I’ll start with the almost catastrophe. As I carried two savoury galettes from the kitchen to the dining table, they slipped off the cooling rack I was holding and fell –
- one of them face down –
- onto plates I had just set out.
The pastry mostly stayed in tact. There was a little cracking and breaking around the edges, and a few bits of crunchy, flaky pastry made a bid for freedom and landed on the table, but the galettes held together better than I could have hoped. Even the upside down galette flipped around again, tarte tatin-style, not much the worse for wear.
The cheese probably helped to hold the galettes together, but I am also giving the pastry a tick for being tough enough to cope with my clumsiness.
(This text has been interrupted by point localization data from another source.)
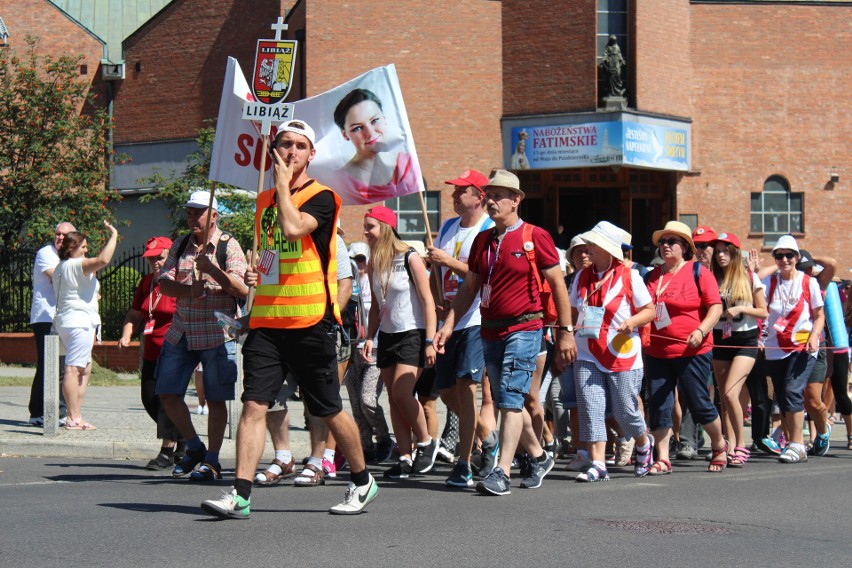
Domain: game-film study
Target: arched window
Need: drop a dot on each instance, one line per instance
(777, 211)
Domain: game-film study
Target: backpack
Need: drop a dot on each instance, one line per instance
(221, 258)
(544, 291)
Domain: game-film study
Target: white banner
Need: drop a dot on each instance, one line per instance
(365, 149)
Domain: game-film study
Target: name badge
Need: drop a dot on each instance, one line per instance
(661, 317)
(591, 322)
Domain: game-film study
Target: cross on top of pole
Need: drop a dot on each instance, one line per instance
(279, 27)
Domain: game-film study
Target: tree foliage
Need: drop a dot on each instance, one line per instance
(54, 158)
(236, 206)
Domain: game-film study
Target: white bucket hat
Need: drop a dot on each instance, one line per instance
(607, 236)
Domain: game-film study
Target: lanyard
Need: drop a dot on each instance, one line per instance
(660, 288)
(492, 263)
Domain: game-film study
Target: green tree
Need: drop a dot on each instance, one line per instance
(54, 157)
(236, 206)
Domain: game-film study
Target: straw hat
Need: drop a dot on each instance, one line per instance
(607, 236)
(675, 228)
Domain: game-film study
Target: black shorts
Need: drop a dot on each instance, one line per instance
(405, 347)
(310, 354)
(740, 344)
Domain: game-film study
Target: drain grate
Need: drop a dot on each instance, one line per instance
(663, 527)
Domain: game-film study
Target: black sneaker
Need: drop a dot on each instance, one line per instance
(496, 483)
(538, 469)
(400, 470)
(425, 459)
(189, 462)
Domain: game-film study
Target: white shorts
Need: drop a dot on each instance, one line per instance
(78, 343)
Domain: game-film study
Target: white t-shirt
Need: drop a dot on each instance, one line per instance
(43, 306)
(783, 303)
(399, 304)
(747, 323)
(76, 295)
(456, 241)
(615, 352)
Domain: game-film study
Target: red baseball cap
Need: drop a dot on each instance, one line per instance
(383, 214)
(468, 178)
(156, 245)
(729, 238)
(703, 234)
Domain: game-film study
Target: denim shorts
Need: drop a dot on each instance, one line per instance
(177, 362)
(510, 363)
(462, 358)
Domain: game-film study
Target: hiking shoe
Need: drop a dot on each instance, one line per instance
(329, 468)
(461, 476)
(161, 462)
(207, 472)
(190, 460)
(821, 443)
(495, 483)
(424, 461)
(400, 470)
(593, 474)
(384, 450)
(228, 506)
(489, 458)
(581, 462)
(538, 469)
(356, 498)
(644, 460)
(769, 446)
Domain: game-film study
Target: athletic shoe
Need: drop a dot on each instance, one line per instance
(538, 469)
(384, 450)
(495, 483)
(400, 470)
(821, 443)
(329, 469)
(489, 458)
(356, 498)
(189, 461)
(581, 462)
(593, 474)
(425, 459)
(228, 506)
(461, 476)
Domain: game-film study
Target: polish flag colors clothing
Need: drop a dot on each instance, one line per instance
(790, 305)
(610, 351)
(685, 302)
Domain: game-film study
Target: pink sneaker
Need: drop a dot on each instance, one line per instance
(329, 468)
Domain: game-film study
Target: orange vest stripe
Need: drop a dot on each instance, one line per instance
(300, 297)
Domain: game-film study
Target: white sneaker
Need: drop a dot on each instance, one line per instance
(356, 498)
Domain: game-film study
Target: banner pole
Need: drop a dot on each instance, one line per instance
(254, 244)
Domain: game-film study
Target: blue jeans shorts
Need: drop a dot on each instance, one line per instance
(510, 363)
(462, 358)
(177, 362)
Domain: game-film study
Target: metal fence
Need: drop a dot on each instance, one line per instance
(118, 283)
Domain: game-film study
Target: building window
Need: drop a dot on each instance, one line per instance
(410, 224)
(777, 211)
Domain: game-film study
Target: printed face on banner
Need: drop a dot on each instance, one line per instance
(273, 70)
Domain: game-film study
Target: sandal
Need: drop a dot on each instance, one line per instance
(311, 476)
(269, 478)
(721, 462)
(661, 467)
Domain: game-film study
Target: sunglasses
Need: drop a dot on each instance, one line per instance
(787, 255)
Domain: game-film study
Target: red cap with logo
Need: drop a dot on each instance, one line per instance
(156, 245)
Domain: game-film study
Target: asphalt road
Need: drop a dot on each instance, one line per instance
(66, 512)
Really, some days my feet seem to look out for potholes or uneven paving stones to trip over, or poles to walk into. And the number of times I’ve almost knocked over that bag of flour or sugar!
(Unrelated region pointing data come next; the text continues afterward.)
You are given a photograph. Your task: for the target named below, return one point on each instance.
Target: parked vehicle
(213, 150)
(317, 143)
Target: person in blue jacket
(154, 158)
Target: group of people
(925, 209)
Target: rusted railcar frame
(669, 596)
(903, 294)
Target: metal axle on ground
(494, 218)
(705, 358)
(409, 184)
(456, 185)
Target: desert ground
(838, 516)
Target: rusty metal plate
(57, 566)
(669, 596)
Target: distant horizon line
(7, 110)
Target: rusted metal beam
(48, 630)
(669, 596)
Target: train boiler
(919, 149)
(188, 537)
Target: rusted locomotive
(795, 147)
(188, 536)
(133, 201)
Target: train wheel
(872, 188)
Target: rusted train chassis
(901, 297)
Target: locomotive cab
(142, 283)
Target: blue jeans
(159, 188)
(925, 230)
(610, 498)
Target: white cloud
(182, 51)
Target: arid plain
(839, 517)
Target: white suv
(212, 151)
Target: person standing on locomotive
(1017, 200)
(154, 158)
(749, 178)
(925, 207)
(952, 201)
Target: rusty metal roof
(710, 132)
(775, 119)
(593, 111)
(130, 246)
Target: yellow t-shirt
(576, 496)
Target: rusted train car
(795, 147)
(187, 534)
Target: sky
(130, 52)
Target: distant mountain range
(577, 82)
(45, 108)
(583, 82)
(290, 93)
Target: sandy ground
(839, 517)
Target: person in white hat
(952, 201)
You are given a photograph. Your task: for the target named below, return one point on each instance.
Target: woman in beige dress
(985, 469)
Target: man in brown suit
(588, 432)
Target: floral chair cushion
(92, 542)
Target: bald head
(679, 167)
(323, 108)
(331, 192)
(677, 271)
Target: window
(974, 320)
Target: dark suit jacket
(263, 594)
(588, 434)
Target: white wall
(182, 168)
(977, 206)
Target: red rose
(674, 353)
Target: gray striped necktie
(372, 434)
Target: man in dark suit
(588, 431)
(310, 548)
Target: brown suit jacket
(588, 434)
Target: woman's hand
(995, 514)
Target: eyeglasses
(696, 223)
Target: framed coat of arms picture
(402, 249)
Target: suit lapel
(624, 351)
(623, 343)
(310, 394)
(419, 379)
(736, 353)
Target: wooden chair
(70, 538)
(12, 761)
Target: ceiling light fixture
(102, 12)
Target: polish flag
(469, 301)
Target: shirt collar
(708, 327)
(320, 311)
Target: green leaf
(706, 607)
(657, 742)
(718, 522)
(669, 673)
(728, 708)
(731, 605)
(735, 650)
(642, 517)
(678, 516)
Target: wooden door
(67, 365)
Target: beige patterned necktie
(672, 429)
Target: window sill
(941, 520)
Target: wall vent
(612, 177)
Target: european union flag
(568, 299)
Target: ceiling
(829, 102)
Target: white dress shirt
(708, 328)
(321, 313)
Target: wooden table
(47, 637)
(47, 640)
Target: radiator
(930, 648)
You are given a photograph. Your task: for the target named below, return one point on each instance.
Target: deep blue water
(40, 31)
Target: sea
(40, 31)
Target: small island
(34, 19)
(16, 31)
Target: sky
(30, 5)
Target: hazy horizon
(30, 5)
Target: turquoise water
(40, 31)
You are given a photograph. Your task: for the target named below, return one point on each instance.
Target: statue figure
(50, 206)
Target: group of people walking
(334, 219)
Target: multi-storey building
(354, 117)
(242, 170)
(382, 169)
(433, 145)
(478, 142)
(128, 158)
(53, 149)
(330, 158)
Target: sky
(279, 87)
Catastrophe aside. the pastry was a delight to eat, and not at all like a brick (which would also survive my clumsiness). There is cornmeal, sour cream or yoghurt, and a long resting time. The result was different from your superfine Parisian pastry, it had character, crunch, colour, and a certain heft. It was a pastry that helped to set off the toppings on the galette, but also held its own. We talked about the flavour and texture of the pastry as much as the colours of (miniaturised) tomatoes on the topping.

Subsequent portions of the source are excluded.